# World Bank Correlations

Thank you for your interest in the World Bank Correlations package. This package was built with both practical application and theoretical research in mind. Through their APIs, the World Bank makes available data on over 20,000 variables. While there exists a notable amount of missingness in this data and some variables are available only for certain countries or years, the data can offer initial insight into what relationships exist and may warrant further investigation when constructing a model for or attempting to make predictions about an aspect of interest. The functions in this package allow users to quickly find relationships that exist with variables in the World Bank dataset through various methods depending on the user's interest or theory. Each of the strategies of searching also allows for various optional limits to be placed on the results, as explained below. This package utilizes functions built by MWOUTS in the world_bank_data package which can be investigated here: https://github.com/mwouts/world_bank_data. 

## Package Installation

The following call can be used to install the package from GitHub.

In [1]:
pip install git+https://github.com/JohnMarion54/World_Bank_Correlations

Collecting git+https://github.com/JohnMarion54/World_Bank_Correlations
  Cloning https://github.com/JohnMarion54/World_Bank_Correlations to c:\users\john marion\appdata\local\temp\pip-req-build-cbth6krz
  Resolved https://github.com/JohnMarion54/World_Bank_Correlations to commit 038d44d36fb3df968607529b7f2fecee3a4f13c3
  Installing build dependencies: started
  Installing build dependencies: finished with status 'done'
  Getting requirements to build wheel: started
  Getting requirements to build wheel: finished with status 'done'
  Preparing metadata (pyproject.toml): started
  Preparing metadata (pyproject.toml): finished with status 'done'
Note: you may need to restart the kernel to use updated packages.
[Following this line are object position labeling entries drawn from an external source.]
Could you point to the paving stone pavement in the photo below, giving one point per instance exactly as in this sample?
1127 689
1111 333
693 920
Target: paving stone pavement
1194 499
  Running command git clone --filter=blob:none -q https://github.com/JohnMarion54/World_Bank_Correlations 'C:\Users\John Marion\AppData\Local\Temp\pip-req-build-cbth6krz'


The following includes general setup including loading in two datasets that will be used as examples, demonstrating how to use the functions with either data already downloaded by the user or data regarding another of the World Bank variables using the world_bank_data package. Note that both have a column called "Country" and one called "Year," a requirement of the World Bank Correlations functions.

In [1]:
import requests
import world_bank_data as wb
import pandas as pd
sample=wb.get_series('3.0.Gini',mrv=50).reset_index()
sample2=pd.read_csv('C:\\Users\\John Marion\\...\\Bottom_40.csv')
sample2.rename(columns = {'country':'Country', 'year':'Year'}, inplace = True)
sample2.drop(['Income_share_held_by_lowest_20%', 'Income_share_held_by_fourth_20%','Unnamed: 0'], axis=1, inplace=True)
sample2['Year']=sample2['Year'].str.slice(1, 5)

In [3]:
sample.head(1)

Unnamed: 0,Country,Series,Year,3.0.Gini
0,Andean Region,Gini Coefficient,2000,0.560277


In [4]:
sample2.head(1)

Unnamed: 0,Country,Year,income_share_bottom_40
0,Afghanistan,1960,


In [None]:
from World_Bank_Correlations import World_Bank_Correlations as wbc

# Investigation by Specific Indicator
The first function of the package can be used to find the relationship (either the correlation or the correlation between annual percent changes) between the user's chosen variable and one or more specifically named other variables. The names of the other variables to test are the ID (as given by the World Bank) of the variables. To find a list of indicators, this API can be used to see a list of indicators: http://api.worldbank.org/v2/indicator?per_page=21000 or http://api.worldbank.org/v2/indicator?page=2 (page number can be changed), or one can run a command similar to the following:
pd.read_xml(requests.get('http://api.worldbank.org/v2/indicator?page=250').content)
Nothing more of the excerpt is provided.